Multi-metric prediction of software build outcomes
This thesis details the design, implementation and evaluation of software prediction models designed to address some of the challenges associated with the identification and mitigation of the risks associated with a software development project. Being able to predict potential failures during a software development project is critical to project success and has been the subject of decades of research. Despite the years of research and its importance to the software domain there is much about software project success and failure that remains unknown. This is partially due to the limited software project data available to researchers and the challenges of capturing the relationships between various software artifacts. It is also partially due to the representation, misinterpretation and lack of data captured and made available within existing software projects. As a result there is very little reported research where an attempt has been made to combine software metrics and social network metrics in order to predict software success and failure.

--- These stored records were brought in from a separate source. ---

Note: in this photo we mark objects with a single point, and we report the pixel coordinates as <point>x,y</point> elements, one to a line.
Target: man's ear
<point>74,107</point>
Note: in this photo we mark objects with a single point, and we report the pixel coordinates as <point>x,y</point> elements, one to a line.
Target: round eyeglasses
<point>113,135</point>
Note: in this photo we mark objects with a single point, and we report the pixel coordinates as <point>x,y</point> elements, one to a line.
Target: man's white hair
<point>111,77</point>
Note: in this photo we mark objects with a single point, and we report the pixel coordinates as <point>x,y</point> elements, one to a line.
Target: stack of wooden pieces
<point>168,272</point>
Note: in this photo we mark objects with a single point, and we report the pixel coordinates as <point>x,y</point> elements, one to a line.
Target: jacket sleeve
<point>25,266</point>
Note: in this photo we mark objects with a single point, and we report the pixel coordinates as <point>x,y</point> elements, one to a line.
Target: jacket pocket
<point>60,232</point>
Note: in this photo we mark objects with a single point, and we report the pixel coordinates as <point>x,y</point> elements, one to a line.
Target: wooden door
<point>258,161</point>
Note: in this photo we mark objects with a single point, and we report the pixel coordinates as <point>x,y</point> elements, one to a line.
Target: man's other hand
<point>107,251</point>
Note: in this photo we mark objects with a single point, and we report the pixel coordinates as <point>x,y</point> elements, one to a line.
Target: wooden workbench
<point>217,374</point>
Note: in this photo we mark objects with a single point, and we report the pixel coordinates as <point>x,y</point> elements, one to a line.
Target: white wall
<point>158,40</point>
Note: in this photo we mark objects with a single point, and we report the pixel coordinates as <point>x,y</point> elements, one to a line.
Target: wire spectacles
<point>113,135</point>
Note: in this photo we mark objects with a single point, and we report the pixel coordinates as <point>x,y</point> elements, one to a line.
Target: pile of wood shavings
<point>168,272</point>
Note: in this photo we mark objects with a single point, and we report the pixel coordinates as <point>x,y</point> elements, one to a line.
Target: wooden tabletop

Software metrics extracted from the source code files of a system during its development are employed to create novel prediction models of software success and failure. The social component of a globally distributed software development team was also investigated using social network metrics. These social network metrics were directly mapped to software metrics in order to predict software build outcomes. This thesis presents the results of the first extensive source code analysis of a live software project (IBMs Jazz repository) using a range of traditional data mining methods. A novel data mining approach is reported in which a combination of both software and social network metrics are used to create software build prediction models. Additionally, data stream mining techniques were used to construct models for software build prediction. It has been found that data stream mining offers a powerful solution for monitoring the evolution of source code metrics and social network metrics over time.
It is found that using aggregated software metrics and social network metrics it is more difficult to predict software build failure than build success. The results also indicated that a combination of software metrics and social network metrics do not enhance prediction accuracy. However, when used in parallel they potentially provide an effective decision making tool to avoid potential failure.